D'autres indiquent qu'une surprime pourrait être imposée selon la fréquence de la consommation de marijuana. « Nous ne divulguons pas la fréquence, car cette information est un facteur confidentiel pris en compte dans le processus de tarification, explique Diane Grégoire, directrice des communications pour Great-West, London Life et Canada Vie. Si nous devions rendre public ce que nous considérons comme un taux de fréquence acceptable, les proposants pourraient ne pas être motivés à répondre honnêtement aux questions du formulaire de demande d'assurance. »

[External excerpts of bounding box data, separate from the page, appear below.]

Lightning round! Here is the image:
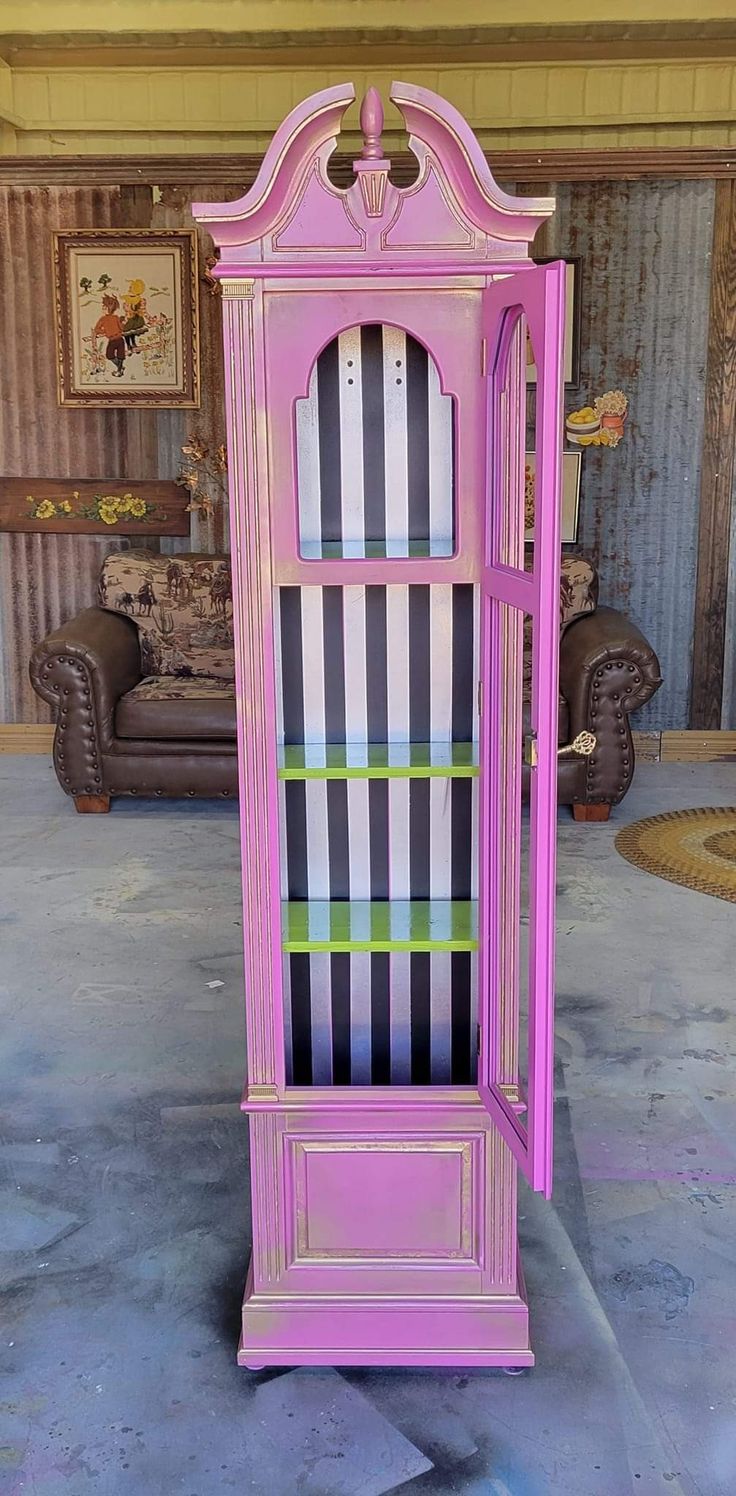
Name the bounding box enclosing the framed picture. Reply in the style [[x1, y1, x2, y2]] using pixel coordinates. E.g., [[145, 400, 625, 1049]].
[[54, 229, 199, 407], [527, 254, 582, 386], [524, 452, 582, 546]]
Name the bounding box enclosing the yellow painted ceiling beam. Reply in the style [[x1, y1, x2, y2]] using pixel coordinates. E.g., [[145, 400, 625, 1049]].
[[0, 0, 733, 37]]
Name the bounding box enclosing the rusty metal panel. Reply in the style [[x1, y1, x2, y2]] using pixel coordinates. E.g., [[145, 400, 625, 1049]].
[[537, 181, 714, 730], [0, 183, 239, 723], [0, 181, 712, 729], [721, 470, 736, 729], [0, 187, 133, 723]]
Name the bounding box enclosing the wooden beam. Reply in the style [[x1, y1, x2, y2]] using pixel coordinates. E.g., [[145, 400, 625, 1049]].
[[0, 723, 55, 754], [0, 147, 736, 188], [660, 730, 736, 763], [0, 477, 190, 536], [690, 180, 736, 730]]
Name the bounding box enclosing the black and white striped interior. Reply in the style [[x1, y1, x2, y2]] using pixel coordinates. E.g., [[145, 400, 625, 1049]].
[[296, 325, 455, 558], [275, 583, 477, 1085]]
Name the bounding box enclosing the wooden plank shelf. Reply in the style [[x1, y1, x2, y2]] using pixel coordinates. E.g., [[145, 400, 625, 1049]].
[[281, 899, 477, 953], [278, 742, 479, 779]]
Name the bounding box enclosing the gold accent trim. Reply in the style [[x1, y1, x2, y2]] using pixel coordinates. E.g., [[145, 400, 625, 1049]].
[[287, 1134, 482, 1266], [218, 280, 256, 301]]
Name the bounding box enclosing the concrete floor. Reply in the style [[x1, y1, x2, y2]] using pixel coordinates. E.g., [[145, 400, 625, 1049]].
[[0, 758, 736, 1496]]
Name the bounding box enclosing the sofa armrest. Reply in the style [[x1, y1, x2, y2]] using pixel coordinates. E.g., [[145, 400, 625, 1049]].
[[559, 607, 661, 805], [30, 607, 141, 794], [559, 607, 661, 738]]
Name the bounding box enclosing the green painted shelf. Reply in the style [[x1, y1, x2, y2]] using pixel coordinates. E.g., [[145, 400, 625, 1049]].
[[299, 536, 455, 561], [278, 742, 477, 779], [281, 899, 477, 951]]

Desjardins Assurances pourrait aussi imposer une surprime aux gros fumeurs de cannabis et de hashish. « Nous n'avons pas encore déterminé ce qu'on considère comme une consommation occasionnelle, affirme Martin Labarre. C'est comme pour les gens qui consomment beaucoup d'alcool : ça fait augmenter la prime, parce que ce sont des habitudes de vie qui nuisent à la santé. »

ANALYSE D'URINE

Les assurés qui avaient déjà déclaré leur consommation de marijuana peuvent contacter leur assureur pour demander une réduction de leurs primes. Chez BMO, la directrice des relations médias, Valérie Doucet, précise qu'ils devront se soumettre au processus de souscription complète, « y compris une déclaration à l'aide du long formulaire de santé, analyse d'urine négative et questionnaire sur l'utilisation de tabac et drogues ».

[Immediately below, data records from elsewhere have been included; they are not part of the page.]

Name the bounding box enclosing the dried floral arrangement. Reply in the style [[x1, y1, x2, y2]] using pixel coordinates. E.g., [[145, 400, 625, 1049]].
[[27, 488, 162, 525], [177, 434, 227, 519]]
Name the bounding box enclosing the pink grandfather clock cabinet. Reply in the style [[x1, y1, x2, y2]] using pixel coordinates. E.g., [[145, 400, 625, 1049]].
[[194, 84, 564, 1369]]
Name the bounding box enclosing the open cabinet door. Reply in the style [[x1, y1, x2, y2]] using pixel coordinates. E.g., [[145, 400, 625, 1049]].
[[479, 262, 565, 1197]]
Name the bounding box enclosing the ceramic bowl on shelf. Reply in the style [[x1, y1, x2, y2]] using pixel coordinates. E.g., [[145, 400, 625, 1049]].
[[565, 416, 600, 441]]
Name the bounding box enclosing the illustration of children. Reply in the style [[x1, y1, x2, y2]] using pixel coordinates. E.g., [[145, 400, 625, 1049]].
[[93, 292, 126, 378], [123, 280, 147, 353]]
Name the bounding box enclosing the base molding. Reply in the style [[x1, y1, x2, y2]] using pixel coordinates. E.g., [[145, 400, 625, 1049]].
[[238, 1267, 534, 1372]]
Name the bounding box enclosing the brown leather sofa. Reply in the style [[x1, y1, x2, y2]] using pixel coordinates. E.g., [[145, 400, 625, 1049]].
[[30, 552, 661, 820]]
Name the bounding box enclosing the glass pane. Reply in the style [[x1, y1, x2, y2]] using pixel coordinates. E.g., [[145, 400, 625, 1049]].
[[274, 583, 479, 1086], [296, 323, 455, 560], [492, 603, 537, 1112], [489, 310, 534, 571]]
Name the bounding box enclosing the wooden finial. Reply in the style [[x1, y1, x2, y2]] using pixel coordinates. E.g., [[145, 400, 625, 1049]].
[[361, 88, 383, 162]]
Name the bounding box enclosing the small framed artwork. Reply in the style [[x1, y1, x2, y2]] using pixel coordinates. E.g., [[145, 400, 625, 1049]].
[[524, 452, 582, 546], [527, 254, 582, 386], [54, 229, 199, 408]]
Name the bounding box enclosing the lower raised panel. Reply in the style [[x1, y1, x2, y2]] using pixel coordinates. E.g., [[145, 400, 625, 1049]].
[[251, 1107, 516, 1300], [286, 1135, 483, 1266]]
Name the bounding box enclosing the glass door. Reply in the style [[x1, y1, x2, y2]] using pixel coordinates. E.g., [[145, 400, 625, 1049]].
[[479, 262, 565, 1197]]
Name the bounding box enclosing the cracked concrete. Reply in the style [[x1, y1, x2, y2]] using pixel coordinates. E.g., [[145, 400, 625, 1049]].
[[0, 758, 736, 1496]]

La marijuana consommée à des fins médicales n'est cependant pas remboursée par l'assurance médicaments dans le cadre des régimes collectifs, puisqu'elle n'a pas de numéro d'identification de médicament (DIN), indique Suzie Pellerin. Certains assureurs feraient cependant des exceptions, à la demande des employeurs, pour trouver des moyens de rembourser cette dépense aux employés qui en ont besoin.

La facture du cannabis acheté légalement par les malades qui ont obtenu une ordonnance d'un médecin est cependant acceptée par les autorités fiscales, pour avoir droit aux crédits d'impôt.

Le Conseil canadien du cannabis médical, un regroupement de producteurs détenant des permis pour produire de la marijuana, demande depuis longtemps que les patients consommant cette drogue pour des raisons de santé ne soient pas considérés comme des fumeurs lorsque vient le temps de contracter une assurance vie.

Si un assureur découvre qu'un client a menti au sujet de son usage du tabac, il pourrait refuser de verser l'indemnisation prévue au moment de la réclamation.

L'ASSURANCE VIE POUR UN FUMEUR

Prime mensuelle pour souscrire une assurance vie temporaire 20 ans, protection de 50 000 $

Non-fumeur/Fumeur

Homme, 40 ans 10,51 $ /25,92 $

Femme, 40 ans 7,34 $/18,27 $

NOTE : Plusieurs facteurs peuvent influer sur le montant de la prime, comme les affections existantes, les antécédents familiaux, etc.